In February, Canadian provinces initiated a significant removal of American liquor from their shelves in response to the sweeping tariffs imposed by US President Donald Trump on Canadian goods. This decision has severely limited the ability of US alcoholic beverage producers to reach consumers nationwide. As of this past December, of the ten provinces, only Alberta and Saskatchewan remain selling American goods.
The tariffs, affecting numerous public and economic sectors, generated an unprecedented tidal wave of local boycotts that crippled the liquor trade. Alberta and Saskatchewan benefit from a completely privatized liquor retail system. In the meantime, the rest of the provinces are still grappling with the problem of how to go on maintaining their established stocks of US booze.
And up in neighboring Nova Scotia, new Premier Tim Houston made an exhilarating call. To avoid wasting the alcohol, the province will sell off its remaining American alcohol inventory. These sales are projected to bring in approximately C$4 million of revenue. The rest of the money raised will go to support Feed Nova Scotia and other community-based food banks. Eventually Houston sees their current stock run down, Nova Scotia will stop importing US alcohol. They still won’t issue new orders beyond that.

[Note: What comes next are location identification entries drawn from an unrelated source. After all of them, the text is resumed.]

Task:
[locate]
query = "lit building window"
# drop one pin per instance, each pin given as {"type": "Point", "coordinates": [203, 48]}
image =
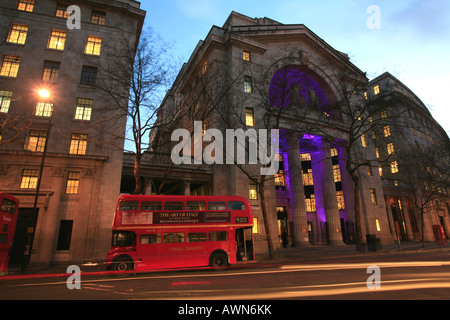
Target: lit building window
{"type": "Point", "coordinates": [84, 109]}
{"type": "Point", "coordinates": [390, 148]}
{"type": "Point", "coordinates": [364, 140]}
{"type": "Point", "coordinates": [246, 55]}
{"type": "Point", "coordinates": [305, 157]}
{"type": "Point", "coordinates": [78, 144]}
{"type": "Point", "coordinates": [373, 196]}
{"type": "Point", "coordinates": [308, 178]}
{"type": "Point", "coordinates": [279, 179]}
{"type": "Point", "coordinates": [376, 89]}
{"type": "Point", "coordinates": [98, 17]}
{"type": "Point", "coordinates": [5, 101]}
{"type": "Point", "coordinates": [51, 71]}
{"type": "Point", "coordinates": [61, 11]}
{"type": "Point", "coordinates": [255, 225]}
{"type": "Point", "coordinates": [18, 34]}
{"type": "Point", "coordinates": [25, 5]}
{"type": "Point", "coordinates": [310, 203]}
{"type": "Point", "coordinates": [36, 141]}
{"type": "Point", "coordinates": [369, 169]}
{"type": "Point", "coordinates": [394, 167]}
{"type": "Point", "coordinates": [340, 200]}
{"type": "Point", "coordinates": [93, 46]}
{"type": "Point", "coordinates": [252, 191]}
{"type": "Point", "coordinates": [10, 66]}
{"type": "Point", "coordinates": [43, 109]}
{"type": "Point", "coordinates": [29, 179]}
{"type": "Point", "coordinates": [57, 40]}
{"type": "Point", "coordinates": [333, 152]}
{"type": "Point", "coordinates": [73, 182]}
{"type": "Point", "coordinates": [249, 117]}
{"type": "Point", "coordinates": [337, 173]}
{"type": "Point", "coordinates": [378, 224]}
{"type": "Point", "coordinates": [248, 85]}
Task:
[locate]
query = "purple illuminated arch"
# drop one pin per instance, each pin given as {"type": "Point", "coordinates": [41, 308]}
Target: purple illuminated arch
{"type": "Point", "coordinates": [291, 86]}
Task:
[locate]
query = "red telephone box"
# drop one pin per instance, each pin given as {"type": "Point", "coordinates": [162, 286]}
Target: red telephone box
{"type": "Point", "coordinates": [439, 234]}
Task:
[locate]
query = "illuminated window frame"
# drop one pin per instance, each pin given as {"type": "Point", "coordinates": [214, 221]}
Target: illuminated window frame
{"type": "Point", "coordinates": [10, 66]}
{"type": "Point", "coordinates": [78, 144]}
{"type": "Point", "coordinates": [36, 141]}
{"type": "Point", "coordinates": [249, 117]}
{"type": "Point", "coordinates": [252, 191]}
{"type": "Point", "coordinates": [18, 34]}
{"type": "Point", "coordinates": [84, 109]}
{"type": "Point", "coordinates": [29, 179]}
{"type": "Point", "coordinates": [5, 101]}
{"type": "Point", "coordinates": [73, 182]}
{"type": "Point", "coordinates": [57, 40]}
{"type": "Point", "coordinates": [93, 46]}
{"type": "Point", "coordinates": [25, 5]}
{"type": "Point", "coordinates": [43, 109]}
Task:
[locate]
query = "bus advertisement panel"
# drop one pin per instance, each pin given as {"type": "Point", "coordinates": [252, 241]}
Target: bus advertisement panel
{"type": "Point", "coordinates": [157, 232]}
{"type": "Point", "coordinates": [9, 208]}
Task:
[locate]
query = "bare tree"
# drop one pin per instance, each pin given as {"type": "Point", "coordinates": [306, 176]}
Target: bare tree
{"type": "Point", "coordinates": [144, 78]}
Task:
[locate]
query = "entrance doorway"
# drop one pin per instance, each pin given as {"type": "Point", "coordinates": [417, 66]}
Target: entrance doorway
{"type": "Point", "coordinates": [26, 223]}
{"type": "Point", "coordinates": [283, 227]}
{"type": "Point", "coordinates": [244, 243]}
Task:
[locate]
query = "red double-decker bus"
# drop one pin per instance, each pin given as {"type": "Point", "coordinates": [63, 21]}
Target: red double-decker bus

Manitoba decided to go the charitable route. Instead, it made the unprecedented move to sell off its last inventory of US liquor, with profits directed to charity. This initiative is emblematic of a growing trend across provinces. Now they’re redirecting those same supplies to societal benefit, in particular to respond to the ongoing trade war’s impact.

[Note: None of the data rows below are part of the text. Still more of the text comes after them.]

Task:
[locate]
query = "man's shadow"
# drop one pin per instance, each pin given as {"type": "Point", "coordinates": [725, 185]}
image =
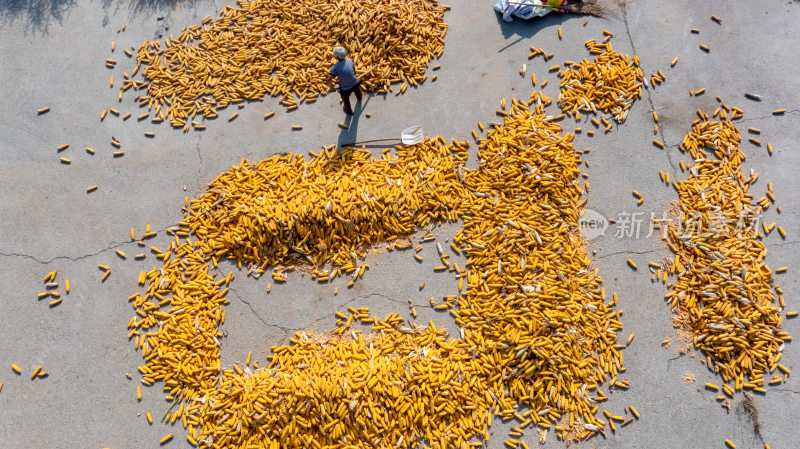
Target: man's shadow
{"type": "Point", "coordinates": [350, 135]}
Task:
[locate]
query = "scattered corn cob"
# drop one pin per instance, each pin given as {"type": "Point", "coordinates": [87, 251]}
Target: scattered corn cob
{"type": "Point", "coordinates": [723, 294]}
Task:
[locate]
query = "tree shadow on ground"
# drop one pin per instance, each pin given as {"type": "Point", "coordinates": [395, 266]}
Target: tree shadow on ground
{"type": "Point", "coordinates": [37, 14]}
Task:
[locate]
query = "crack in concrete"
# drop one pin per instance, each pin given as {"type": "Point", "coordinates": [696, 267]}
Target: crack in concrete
{"type": "Point", "coordinates": [644, 85]}
{"type": "Point", "coordinates": [616, 253]}
{"type": "Point", "coordinates": [40, 260]}
{"type": "Point", "coordinates": [316, 320]}
{"type": "Point", "coordinates": [43, 261]}
{"type": "Point", "coordinates": [200, 157]}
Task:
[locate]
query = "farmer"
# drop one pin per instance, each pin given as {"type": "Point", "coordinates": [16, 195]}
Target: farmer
{"type": "Point", "coordinates": [345, 71]}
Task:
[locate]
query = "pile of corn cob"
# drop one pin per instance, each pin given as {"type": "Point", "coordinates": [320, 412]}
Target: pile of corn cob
{"type": "Point", "coordinates": [724, 291]}
{"type": "Point", "coordinates": [536, 326]}
{"type": "Point", "coordinates": [535, 314]}
{"type": "Point", "coordinates": [611, 83]}
{"type": "Point", "coordinates": [330, 208]}
{"type": "Point", "coordinates": [284, 48]}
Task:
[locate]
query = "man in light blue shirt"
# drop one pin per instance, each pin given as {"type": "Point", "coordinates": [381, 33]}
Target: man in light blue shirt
{"type": "Point", "coordinates": [345, 71]}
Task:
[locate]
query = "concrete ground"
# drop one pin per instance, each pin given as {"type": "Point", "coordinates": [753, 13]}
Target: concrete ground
{"type": "Point", "coordinates": [52, 54]}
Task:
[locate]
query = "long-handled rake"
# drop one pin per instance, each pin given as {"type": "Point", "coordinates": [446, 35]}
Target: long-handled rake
{"type": "Point", "coordinates": [409, 136]}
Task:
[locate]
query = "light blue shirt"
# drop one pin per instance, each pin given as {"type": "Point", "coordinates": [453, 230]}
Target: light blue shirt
{"type": "Point", "coordinates": [345, 70]}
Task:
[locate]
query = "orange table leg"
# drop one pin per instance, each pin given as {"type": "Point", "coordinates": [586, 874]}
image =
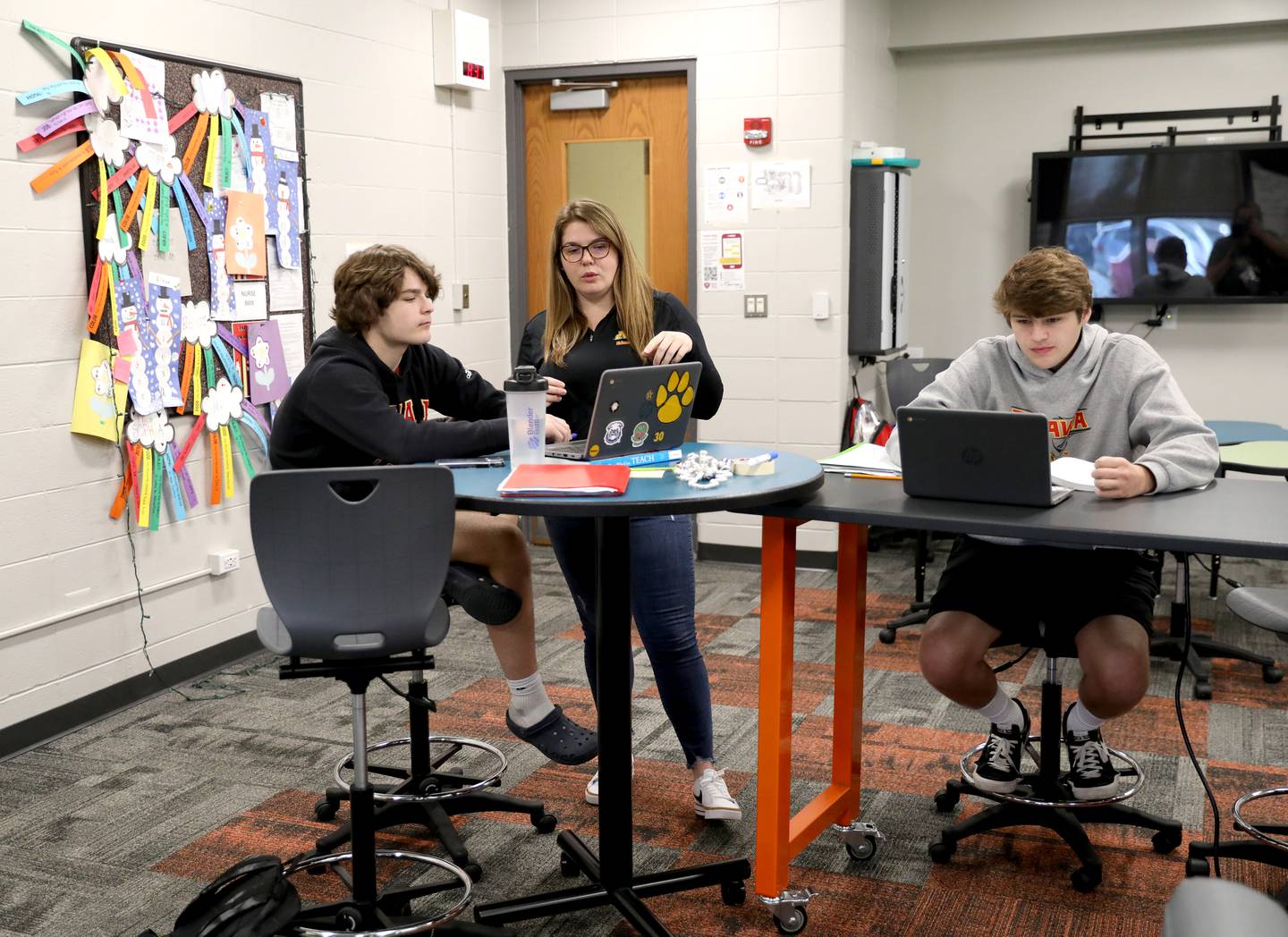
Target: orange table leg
{"type": "Point", "coordinates": [779, 835]}
{"type": "Point", "coordinates": [775, 762]}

Quebec, which has about C$27 million of American liquor on their shelves, found themselves in the same boat. In August, the province’s liquor board sounded the alarm on an urgent crisis. They may be required to incinerate $300,000 of US products that are close to their best-before date. In a last-minute u-turn, Quebec re-allocated soon-to-expire liquor awaiting destruction to charity events and hospitality schools.

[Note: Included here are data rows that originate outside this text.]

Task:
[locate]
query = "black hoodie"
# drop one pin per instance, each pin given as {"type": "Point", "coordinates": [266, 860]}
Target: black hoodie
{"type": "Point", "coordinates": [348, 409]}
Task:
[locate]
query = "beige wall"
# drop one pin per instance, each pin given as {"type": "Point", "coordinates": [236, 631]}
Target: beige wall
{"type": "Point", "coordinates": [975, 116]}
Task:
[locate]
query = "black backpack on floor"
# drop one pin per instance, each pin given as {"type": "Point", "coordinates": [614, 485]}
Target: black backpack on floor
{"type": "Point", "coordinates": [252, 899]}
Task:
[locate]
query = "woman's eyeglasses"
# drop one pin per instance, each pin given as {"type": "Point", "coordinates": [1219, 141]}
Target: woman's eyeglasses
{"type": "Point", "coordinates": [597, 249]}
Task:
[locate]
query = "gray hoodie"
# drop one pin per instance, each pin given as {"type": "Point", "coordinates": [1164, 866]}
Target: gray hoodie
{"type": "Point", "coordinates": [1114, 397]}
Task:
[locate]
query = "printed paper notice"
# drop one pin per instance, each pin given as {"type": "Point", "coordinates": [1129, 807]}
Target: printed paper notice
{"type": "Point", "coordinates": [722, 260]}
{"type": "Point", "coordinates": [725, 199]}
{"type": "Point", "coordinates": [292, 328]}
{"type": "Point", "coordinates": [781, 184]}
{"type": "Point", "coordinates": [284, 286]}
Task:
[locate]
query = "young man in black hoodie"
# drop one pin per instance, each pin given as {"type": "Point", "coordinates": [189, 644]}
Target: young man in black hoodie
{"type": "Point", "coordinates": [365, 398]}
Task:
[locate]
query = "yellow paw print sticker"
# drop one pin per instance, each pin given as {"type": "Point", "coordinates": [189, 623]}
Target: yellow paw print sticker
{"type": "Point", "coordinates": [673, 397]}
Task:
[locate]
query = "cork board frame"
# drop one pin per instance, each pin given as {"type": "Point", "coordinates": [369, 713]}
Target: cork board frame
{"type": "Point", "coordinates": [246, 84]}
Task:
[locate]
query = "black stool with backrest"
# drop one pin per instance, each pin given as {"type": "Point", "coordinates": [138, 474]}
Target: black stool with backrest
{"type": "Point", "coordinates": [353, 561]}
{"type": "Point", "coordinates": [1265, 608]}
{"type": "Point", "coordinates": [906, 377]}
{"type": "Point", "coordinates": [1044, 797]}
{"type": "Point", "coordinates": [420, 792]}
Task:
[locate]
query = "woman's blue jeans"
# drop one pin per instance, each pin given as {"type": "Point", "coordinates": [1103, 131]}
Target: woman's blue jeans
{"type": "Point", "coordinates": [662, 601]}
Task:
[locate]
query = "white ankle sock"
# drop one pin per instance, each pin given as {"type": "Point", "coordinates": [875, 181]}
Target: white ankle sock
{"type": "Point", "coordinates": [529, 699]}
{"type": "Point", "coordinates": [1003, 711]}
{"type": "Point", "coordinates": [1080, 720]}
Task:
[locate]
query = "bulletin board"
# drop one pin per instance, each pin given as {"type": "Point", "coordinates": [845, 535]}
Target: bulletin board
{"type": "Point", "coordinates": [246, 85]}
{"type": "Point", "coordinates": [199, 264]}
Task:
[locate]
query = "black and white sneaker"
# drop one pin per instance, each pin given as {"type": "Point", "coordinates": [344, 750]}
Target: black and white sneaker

As a result, Ontario has currently stockpiled an astounding C$80 million worth of American liquor. Most of this liquor is about to expire. In a recent discussion on the GTHA podcast, Ontario’s Finance Minister Peter Bethlenfalvy confirmed Ontario has no plans to offload this inventory anytime soon. He noted that about C$2 million of liquor is about to expire in the not-too-distant future. This indicates the province could be more amenable to shelving any plans to divest its US-based liquor inventory.
British Columbia has been able to move all its US allotment directly to taverns and restaurants. This strategy allows them to sidestep the storage crisis that other provinces are struggling with right now. This helped them get their stock out the door, while simultaneously supporting nearby stores.